Mother’s Day — a time to reflect on what it all means.
I am what is referred to as an “older mother.” I often meet women in their early 30s who think their eggs are shrivelled up and childbearing has passed them by. I just look them straight in the eye and say, “Well, I had my first child at 39 and my second at 44. I don’t really recommend it, but that’s just the way it happened for me.” I guess I was a later bloomer. I didn’t meet my husband until I was 30 and he was 22 — yes, he’s 8 years younger than me. (I’m happy to say that was never an issue.) We dated for 3 years, then we moved in together. We didn’t get engaged for another 3 years and 9 months later we got married. By the time my son Michael was born I was 39.
I didn’t go back to my job; we moved; I got another job; my husband lost his job and got another one; we bought our first house; and then I had another boy at the age of 44. When we moved I found a wonderful new doctor. I said to him, “Tell me honestly. Am I too old to have another baby?” He didn’t even bat an eye. He said, “If you want to have another baby, have another baby. I’ll take care of you.” And he did. Unfortunately, Eric decided to make his appearance 7 weeks early and there was no time to get to the hospital we were supposed to go to. In the middle of the night the ambulance takes you to the closest hospital, and lucky for me the closest was about a quarter mile from home.
Perhaps if Eric had been as easy a baby as Michael was, having him at the age of 44 wouldn’t have been such a big deal. But Eric came with his own agenda and unfortunately that didn’t include sleeping. He didn’t sleep in the NICU and he didn’t sleep when we got him home. I swaddled him in his blanket and little by little his little arms would come out. I would rock and rock and rock with him in his room and ask God why He gives babies to 44-year-old women.

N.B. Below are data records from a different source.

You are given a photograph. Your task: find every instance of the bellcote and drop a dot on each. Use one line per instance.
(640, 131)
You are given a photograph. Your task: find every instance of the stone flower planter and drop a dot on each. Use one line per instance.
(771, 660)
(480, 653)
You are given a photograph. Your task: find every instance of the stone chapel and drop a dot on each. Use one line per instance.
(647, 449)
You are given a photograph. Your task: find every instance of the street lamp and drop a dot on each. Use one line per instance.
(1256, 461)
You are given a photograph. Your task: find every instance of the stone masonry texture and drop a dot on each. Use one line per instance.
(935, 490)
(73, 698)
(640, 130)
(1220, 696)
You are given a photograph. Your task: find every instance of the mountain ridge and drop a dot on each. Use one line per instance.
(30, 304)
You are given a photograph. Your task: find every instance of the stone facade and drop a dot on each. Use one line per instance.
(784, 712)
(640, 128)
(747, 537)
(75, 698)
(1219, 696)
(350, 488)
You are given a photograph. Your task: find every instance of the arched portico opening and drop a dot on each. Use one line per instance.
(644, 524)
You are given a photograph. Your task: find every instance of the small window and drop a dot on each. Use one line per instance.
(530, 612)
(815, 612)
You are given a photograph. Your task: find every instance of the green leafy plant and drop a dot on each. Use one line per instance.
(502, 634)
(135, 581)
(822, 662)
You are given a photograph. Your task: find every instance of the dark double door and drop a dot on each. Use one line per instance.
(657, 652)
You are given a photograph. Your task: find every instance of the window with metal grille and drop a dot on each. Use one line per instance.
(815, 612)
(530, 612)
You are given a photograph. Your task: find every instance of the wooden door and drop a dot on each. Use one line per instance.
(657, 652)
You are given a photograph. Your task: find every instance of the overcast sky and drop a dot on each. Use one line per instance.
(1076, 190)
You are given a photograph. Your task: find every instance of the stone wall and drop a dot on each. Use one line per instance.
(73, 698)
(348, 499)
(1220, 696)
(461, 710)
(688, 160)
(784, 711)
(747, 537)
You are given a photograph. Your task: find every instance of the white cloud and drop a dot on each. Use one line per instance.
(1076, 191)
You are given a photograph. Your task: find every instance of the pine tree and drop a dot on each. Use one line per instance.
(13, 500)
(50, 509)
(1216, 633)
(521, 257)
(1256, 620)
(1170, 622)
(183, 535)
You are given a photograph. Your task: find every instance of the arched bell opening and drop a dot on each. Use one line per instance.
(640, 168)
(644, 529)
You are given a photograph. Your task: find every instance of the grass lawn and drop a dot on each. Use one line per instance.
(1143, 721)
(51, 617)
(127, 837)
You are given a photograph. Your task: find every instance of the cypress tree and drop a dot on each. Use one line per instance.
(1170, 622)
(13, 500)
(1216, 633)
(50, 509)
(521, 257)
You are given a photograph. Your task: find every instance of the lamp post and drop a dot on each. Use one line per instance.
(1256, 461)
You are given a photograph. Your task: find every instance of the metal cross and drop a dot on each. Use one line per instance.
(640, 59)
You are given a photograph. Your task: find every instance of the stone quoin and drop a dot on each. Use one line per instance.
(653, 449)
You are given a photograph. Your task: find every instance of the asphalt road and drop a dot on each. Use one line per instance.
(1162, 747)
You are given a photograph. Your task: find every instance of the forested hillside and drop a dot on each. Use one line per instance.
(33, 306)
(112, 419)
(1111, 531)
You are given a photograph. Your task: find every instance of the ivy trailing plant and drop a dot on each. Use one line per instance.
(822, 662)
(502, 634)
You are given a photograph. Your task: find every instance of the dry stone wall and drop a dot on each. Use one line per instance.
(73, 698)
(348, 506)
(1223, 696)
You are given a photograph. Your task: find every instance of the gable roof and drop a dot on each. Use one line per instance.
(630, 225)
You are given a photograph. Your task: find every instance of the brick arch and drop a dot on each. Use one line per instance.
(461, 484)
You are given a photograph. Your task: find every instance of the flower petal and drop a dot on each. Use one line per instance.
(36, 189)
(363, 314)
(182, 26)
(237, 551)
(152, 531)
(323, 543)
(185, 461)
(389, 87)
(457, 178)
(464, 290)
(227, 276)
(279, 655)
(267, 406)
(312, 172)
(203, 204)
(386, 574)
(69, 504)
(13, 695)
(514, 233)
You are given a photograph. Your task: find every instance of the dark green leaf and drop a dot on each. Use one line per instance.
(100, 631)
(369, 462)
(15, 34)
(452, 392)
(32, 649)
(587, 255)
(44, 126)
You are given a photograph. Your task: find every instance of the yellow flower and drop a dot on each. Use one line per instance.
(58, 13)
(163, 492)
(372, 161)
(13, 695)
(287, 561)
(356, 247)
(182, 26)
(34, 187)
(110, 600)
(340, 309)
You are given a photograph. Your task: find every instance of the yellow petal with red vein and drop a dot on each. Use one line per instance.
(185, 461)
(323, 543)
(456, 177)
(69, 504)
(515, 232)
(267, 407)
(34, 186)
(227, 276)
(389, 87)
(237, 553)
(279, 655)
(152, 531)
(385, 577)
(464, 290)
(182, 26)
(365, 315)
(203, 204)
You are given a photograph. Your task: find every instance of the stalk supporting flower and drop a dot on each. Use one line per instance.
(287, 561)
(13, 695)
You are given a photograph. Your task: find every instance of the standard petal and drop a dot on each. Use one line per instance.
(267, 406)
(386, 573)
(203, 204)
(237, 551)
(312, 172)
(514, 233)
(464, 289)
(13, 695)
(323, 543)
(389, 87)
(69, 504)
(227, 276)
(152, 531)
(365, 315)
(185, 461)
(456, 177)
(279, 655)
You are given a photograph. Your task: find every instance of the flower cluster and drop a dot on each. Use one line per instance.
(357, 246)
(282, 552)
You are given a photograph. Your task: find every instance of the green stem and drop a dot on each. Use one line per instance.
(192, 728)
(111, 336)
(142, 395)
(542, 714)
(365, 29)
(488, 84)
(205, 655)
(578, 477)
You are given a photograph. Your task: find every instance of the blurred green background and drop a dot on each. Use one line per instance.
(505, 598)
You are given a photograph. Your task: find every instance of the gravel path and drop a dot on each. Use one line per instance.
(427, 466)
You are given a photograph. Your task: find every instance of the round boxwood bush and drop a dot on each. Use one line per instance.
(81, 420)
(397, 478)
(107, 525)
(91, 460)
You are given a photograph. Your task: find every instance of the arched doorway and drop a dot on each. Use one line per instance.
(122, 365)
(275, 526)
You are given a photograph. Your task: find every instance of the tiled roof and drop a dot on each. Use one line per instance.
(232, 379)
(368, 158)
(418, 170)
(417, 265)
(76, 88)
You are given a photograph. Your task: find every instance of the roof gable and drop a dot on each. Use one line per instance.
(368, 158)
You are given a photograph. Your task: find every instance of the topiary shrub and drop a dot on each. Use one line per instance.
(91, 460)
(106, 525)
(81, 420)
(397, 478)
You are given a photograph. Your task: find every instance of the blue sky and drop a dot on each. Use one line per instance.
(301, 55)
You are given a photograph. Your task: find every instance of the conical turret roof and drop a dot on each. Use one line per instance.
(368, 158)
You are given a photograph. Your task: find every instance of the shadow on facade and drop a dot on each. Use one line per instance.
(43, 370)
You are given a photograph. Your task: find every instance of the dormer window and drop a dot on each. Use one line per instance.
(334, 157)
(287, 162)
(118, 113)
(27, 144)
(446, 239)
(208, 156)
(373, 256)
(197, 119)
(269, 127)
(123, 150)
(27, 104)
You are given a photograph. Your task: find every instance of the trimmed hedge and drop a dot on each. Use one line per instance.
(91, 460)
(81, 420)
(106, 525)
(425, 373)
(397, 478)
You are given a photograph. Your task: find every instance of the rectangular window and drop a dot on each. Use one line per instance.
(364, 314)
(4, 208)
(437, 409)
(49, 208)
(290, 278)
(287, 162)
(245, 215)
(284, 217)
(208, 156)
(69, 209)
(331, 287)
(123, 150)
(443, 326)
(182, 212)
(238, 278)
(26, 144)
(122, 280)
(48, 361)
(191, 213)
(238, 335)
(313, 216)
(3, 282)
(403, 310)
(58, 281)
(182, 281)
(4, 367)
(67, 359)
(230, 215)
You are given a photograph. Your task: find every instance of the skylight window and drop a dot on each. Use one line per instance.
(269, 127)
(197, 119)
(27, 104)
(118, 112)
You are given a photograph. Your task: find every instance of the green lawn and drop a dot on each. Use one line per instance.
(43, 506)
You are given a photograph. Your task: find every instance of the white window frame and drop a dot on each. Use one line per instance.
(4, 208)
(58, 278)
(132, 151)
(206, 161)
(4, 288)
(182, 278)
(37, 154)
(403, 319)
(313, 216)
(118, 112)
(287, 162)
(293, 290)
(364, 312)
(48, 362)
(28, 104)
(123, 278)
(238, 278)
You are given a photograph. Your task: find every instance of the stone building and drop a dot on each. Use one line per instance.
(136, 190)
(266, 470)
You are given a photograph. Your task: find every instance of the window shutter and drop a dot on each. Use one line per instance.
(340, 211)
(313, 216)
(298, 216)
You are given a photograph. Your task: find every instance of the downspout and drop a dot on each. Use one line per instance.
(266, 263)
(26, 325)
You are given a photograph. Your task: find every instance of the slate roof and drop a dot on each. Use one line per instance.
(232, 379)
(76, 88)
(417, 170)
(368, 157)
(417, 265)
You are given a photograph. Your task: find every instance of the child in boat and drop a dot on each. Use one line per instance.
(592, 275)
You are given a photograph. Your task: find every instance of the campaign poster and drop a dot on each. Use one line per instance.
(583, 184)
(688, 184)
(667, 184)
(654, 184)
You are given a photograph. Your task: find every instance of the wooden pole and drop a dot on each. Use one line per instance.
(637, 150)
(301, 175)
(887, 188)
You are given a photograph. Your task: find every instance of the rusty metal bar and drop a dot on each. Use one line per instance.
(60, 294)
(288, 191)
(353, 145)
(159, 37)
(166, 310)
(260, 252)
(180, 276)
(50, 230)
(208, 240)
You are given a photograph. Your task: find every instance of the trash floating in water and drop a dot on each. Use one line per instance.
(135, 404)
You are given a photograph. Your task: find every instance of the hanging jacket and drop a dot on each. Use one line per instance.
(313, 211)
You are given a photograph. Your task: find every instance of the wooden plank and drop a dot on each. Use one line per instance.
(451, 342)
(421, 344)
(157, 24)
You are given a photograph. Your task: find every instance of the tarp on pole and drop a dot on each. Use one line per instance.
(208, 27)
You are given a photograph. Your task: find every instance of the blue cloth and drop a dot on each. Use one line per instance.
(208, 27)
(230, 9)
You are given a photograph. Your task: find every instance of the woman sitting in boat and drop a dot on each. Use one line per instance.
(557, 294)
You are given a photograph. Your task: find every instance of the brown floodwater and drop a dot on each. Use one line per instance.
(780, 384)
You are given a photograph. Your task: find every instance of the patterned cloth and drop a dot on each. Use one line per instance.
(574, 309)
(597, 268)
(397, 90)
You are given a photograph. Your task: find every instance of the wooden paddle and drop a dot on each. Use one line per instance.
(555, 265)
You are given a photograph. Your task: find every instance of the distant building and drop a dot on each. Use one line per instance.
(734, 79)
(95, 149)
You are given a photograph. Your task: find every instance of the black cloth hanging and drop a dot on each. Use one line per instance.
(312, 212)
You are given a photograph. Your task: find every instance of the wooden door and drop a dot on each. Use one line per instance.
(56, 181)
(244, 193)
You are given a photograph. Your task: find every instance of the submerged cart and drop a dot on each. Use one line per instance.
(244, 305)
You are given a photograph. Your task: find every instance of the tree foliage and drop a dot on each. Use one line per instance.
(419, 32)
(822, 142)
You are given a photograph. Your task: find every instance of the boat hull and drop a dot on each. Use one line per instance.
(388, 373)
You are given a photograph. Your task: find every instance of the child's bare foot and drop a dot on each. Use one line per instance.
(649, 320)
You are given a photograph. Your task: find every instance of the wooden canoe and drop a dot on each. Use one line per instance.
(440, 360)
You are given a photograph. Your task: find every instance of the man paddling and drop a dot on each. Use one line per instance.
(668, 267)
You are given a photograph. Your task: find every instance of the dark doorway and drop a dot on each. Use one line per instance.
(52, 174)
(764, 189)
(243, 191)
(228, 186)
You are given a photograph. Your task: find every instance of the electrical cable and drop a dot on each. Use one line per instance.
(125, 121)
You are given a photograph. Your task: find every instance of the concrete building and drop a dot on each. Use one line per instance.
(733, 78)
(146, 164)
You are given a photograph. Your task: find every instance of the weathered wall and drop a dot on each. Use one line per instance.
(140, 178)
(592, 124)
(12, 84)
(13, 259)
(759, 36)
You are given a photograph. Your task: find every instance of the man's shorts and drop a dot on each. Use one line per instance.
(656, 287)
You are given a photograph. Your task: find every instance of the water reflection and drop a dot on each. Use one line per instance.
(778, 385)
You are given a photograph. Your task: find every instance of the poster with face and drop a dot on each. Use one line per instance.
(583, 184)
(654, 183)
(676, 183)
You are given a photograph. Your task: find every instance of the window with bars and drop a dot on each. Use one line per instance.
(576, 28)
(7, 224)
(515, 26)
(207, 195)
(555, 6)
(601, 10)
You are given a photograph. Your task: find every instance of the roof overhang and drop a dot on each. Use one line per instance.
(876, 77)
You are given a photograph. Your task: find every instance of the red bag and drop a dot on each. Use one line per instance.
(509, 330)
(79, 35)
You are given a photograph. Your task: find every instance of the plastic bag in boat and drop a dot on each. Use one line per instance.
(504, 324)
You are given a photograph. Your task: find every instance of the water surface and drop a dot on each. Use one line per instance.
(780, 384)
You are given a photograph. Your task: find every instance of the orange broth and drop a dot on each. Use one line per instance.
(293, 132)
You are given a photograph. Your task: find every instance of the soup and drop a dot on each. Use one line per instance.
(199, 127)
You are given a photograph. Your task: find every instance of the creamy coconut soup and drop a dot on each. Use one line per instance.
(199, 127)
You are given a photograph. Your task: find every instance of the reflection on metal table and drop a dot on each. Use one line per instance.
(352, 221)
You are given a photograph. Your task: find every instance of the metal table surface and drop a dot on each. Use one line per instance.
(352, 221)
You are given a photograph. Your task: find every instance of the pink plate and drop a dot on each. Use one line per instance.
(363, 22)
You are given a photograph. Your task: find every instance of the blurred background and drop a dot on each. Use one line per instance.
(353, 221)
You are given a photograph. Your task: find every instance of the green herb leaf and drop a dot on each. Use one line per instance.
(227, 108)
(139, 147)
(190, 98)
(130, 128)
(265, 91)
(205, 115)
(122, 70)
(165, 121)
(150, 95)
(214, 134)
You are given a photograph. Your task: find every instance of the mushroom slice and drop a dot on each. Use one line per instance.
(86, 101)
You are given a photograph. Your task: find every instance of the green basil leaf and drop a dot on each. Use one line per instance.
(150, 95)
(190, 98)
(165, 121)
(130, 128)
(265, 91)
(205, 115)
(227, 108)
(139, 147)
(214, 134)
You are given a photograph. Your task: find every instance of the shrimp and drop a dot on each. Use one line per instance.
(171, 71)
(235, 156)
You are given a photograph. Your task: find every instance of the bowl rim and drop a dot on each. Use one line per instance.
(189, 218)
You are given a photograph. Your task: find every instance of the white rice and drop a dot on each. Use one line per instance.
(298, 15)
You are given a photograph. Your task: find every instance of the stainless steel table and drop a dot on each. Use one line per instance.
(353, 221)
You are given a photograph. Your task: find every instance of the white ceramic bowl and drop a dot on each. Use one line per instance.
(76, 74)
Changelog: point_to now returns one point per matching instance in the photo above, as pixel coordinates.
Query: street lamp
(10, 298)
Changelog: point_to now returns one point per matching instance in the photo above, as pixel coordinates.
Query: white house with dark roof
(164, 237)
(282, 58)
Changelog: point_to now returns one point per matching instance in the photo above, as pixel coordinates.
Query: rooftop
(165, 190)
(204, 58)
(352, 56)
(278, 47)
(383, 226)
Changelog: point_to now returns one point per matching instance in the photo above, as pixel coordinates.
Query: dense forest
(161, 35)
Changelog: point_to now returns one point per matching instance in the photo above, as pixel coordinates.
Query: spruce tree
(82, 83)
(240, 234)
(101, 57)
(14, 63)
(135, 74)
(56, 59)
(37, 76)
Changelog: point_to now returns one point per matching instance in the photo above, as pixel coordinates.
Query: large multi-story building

If I had it to do over, and if I had the choice, I would have done it much differently. Being the oldest mother on 2 first days of Kindergarten wasn’t easy. I never really made friends with the other parents. We didn’t have anything else in common except that our children were the same age. I’m sure I was at least 10 years older.
So here I am at 58-1/2 years old with one son about to turn 19 and another one who will soon be 14. At a time when I wish I were looking forward to retiring, we’re paying for college for one son and saving as much as we can for the other one. But do I regret any of it — NOT ONE BIT OF IT!!
So my advice to all you 30-something women out there is that if you want to have children, have them. Don’t let anyone scare you off because of your age. I can’t imagine my life without my boys. The alternative would have been awful.